WHAT IS ESTATE ADMINISTRATION?
When a person passes away, regardless of whether they were a wealthy developer or a blue-collar worker, an estate is always left behind, and must always be settled in court. If the deceased person created a trust during their lifetime and successfully transferred all or most of their assets into said trust - the process of validating their will as well as the administration of their estate plan may require little if any court involvement.
SMALL ESTATE ADMINISTRATION
If the assets left behind in an estate are collectively worth less than $30,000 and do not include any real estate - the estate will go through a Voluntary Administration Proceeding (VAP), regardless of whether or not a will was drafted. A VAP is a process where the court appoints the nearest relative of the decedent as the administrator of the estate.
WHAT IS A PROBATE PROCEEDING?
If the deceased person did in fact leave a will, odds are it will be probated in the Surrogate’s Court of the county in which they resided. The process of probating a will involves the Surrogate's Court judge reviewing the will to determine its validity. Once the will is probated, Letters Testamentary will be issued appointing the executor.
WHAT IS AN ADMINISTRATION PROCEEDING?
If a person dies without a will (intestate) - an administration proceeding will begin to appoint one of the estate distributees to perform administrative duties. Letters of administration will also be issued by the Surrogates Court to said distributee giving them the authority to collect and distribute the decedent’s property.
WHAT ARE THE DUTIES OF AN ESTATE ADMINISTRATOR?
Once a person is authorized by the court to perform the administrator’s duties, he or she will take over the maintenance of the estate.
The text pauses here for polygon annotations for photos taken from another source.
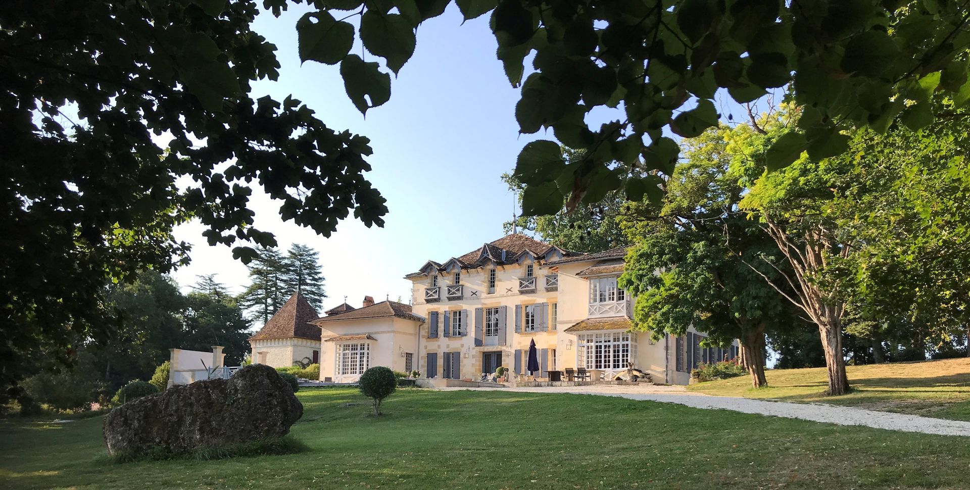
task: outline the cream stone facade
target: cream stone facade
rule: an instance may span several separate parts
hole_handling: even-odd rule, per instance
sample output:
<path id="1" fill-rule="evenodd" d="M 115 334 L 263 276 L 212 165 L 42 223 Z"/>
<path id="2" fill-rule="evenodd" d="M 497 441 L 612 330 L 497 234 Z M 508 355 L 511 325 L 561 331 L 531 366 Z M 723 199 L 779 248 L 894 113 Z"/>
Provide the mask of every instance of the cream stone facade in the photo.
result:
<path id="1" fill-rule="evenodd" d="M 736 355 L 736 344 L 700 347 L 703 335 L 693 327 L 660 341 L 630 331 L 632 301 L 616 285 L 625 255 L 625 248 L 581 254 L 509 235 L 427 262 L 406 277 L 413 311 L 427 318 L 418 369 L 428 377 L 476 380 L 504 366 L 543 380 L 582 368 L 608 380 L 631 364 L 654 382 L 687 384 L 692 367 Z M 539 370 L 528 373 L 533 342 Z"/>

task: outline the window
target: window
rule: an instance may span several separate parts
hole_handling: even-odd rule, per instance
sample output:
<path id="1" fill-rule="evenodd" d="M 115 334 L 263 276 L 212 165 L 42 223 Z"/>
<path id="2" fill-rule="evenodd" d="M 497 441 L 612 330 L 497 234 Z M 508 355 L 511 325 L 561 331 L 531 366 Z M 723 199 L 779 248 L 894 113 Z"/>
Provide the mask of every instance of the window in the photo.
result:
<path id="1" fill-rule="evenodd" d="M 627 369 L 630 362 L 630 334 L 627 332 L 581 334 L 578 337 L 579 366 L 586 369 Z"/>
<path id="2" fill-rule="evenodd" d="M 462 310 L 455 310 L 451 312 L 451 337 L 461 337 L 464 325 L 462 325 Z"/>
<path id="3" fill-rule="evenodd" d="M 535 332 L 536 321 L 535 318 L 538 316 L 538 305 L 526 305 L 525 308 L 526 314 L 523 318 L 522 331 L 523 332 Z"/>
<path id="4" fill-rule="evenodd" d="M 499 337 L 499 309 L 485 309 L 485 337 Z"/>
<path id="5" fill-rule="evenodd" d="M 368 343 L 340 343 L 337 346 L 337 374 L 363 375 L 371 362 Z"/>
<path id="6" fill-rule="evenodd" d="M 616 278 L 590 279 L 590 303 L 614 303 L 626 298 L 626 291 L 616 285 Z"/>

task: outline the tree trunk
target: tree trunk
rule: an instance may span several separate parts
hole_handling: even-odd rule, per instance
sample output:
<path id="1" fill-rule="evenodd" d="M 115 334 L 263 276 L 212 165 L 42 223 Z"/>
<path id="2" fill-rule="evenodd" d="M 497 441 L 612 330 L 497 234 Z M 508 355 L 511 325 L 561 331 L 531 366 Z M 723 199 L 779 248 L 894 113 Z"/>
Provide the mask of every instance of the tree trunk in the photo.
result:
<path id="1" fill-rule="evenodd" d="M 822 336 L 822 350 L 825 354 L 825 368 L 828 370 L 828 395 L 845 395 L 852 390 L 846 376 L 846 361 L 842 355 L 842 321 L 832 313 L 832 309 L 824 309 L 824 321 L 819 322 Z"/>
<path id="2" fill-rule="evenodd" d="M 886 362 L 886 354 L 883 352 L 883 338 L 879 334 L 872 336 L 872 362 L 876 364 Z"/>
<path id="3" fill-rule="evenodd" d="M 744 357 L 745 369 L 751 375 L 751 385 L 755 388 L 767 386 L 764 377 L 764 323 L 745 329 L 741 352 Z"/>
Eventually, the administrator will have to distribute the estate in accordance with the Will (if there was one), or in accordance with the intestate law of the state where the estate was processed. The administrator will also have to file and pay all federal and state income taxes on the estate as well as any other debts accrued by the decedent. It’s important to note that non-compliance with estate administrator obligations may result in the revocation of your appointment as administrator and/or other penalties.